Emilia Jones : J’ai vraiment adoré le rôle de Ruby dès la première lecture. C’est vraiment une belle histoire qui m’a beaucoup émue ; j’ai même pleuré. Cela m’a fascinée d’apprendre le langage des signes ainsi que d’apprendre à pêcher. J’ai regardé, avant le tournage, le film français que j’ai beaucoup aimé, même s’il est différent du nôtre, de par l’environnement dans lequel évoluent les deux familles. Les deux films sont dans tous les cas des lettres d’amour au concept de la famille, ils célèbrent tous les deux l’esprit de famille.
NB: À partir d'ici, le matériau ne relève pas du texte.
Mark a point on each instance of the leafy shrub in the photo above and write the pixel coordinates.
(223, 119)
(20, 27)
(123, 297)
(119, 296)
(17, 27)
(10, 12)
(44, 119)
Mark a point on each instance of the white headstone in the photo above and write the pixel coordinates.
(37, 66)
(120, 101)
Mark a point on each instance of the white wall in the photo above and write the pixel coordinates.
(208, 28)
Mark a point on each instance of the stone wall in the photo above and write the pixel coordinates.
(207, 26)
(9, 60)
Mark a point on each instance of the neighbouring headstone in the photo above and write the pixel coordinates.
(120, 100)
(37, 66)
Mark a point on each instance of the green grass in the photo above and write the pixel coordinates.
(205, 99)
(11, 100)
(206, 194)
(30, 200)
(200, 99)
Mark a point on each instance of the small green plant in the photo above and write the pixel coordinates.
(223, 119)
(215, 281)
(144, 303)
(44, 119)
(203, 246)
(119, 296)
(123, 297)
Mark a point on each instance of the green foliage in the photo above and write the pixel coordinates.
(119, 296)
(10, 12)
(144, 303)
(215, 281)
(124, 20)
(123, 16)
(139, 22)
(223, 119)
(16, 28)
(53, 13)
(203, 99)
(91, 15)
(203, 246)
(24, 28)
Troy Kotsur : Je n’ai pas encore vu le film français mais j’ai néanmoins regardé la bande-annonce avant le tournage de notre film qui me semble assez différent et unique. Dans La Famille Bélier, ce sont des agriculteurs et nous, les Rossi, nous sommes des pêcheurs. Je pense que notre film est un peu plus authentique avec des acteurs vraiment malentendants comme moi.
Daniel Durant : Cela m’a vraiment fait plaisir de lire un script avec des personnages qui sont comme moi sourds ou malentendants. Et puis comment refuser de jouer aux côtés de Marlee Matlin. Je n’ai pas vu le film français mais je ne pensais pas en avoir besoin pour trouver ma voie avec mon rôle.
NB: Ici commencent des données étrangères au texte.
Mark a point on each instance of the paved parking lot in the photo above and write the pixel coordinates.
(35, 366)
A quels défis avez-vous dû faire face avec ce film ?
Siân Heder : Tout d’abord, ce fut un vrai défi d’apprendre le langage des signes. Au fur et à mesure du tournage j’ai vraiment appris à mieux communiquer. La preuve est que nous avions 7 interprètes au début et plus que 3 en fin de tournage. C’est vraiment la première fois que nous avons pris le temps de vraiment communiquer avec les acteurs. D’habitude c’est la course sur un tournage. Mais ici, vu les circonstances, il fallait se poser un peu plus et passer plus de temps à vraiment expliquer clairement la vision qui m’habitait pour ce film et ces personnages.
Un autre défi fut le tournage en mer avec une flotte de 7 bateaux en permanence pour capturer parfaitement chaque scène. Nous avons utilisé de vrais bateaux de pêche et embauché leurs équipages pour nous servir de consultants. Finalement, l’enregistrement live de la musique et des diverses chorales que vous voyez dans le film m’a donné quelques sueurs.
Marlee Matlin : En fait, ce film a été tout sauf un défi car je me suis sentie comme chez moi sur le plateau. En effet, les producteurs avaient créé un environnement parfait pour les malentendants avec des interprètes connaissant notre langage partout où nous nous trouvions. Et j’avais des partenaires à l’écran qui ont le même handicap. Vraiment, je ne me suis jamais aussi bien sentie sur un tournage que sur celui de Coda. A la fin vous aviez même des membres de l’équipe technique qui avaient appris notre langue des signes. Tous les jours c’était un plaisir de venir travailler sur ce film.
Emilia Jones : Sans aucun doute, ce ne fut pas simple d’apprendre la langue des signes. Mais ce fut tellement beau d’apprendre avec des acteurs vraiment malentendants.
Troy Kotsur : Ce qui fut amusant et un mini défi a été de m’habituer à avoir un micro sur moi alors que je ne parle pas et que je n’entends rien. Mais l’équipe technique m’a expliqué qu’ils avaient besoin d’enregistrer les sons faits avec mes gestes et avec mes vêtements. Au fur et à mesure du tournage, je me suis donc habitué à avoir ce micro sur moi.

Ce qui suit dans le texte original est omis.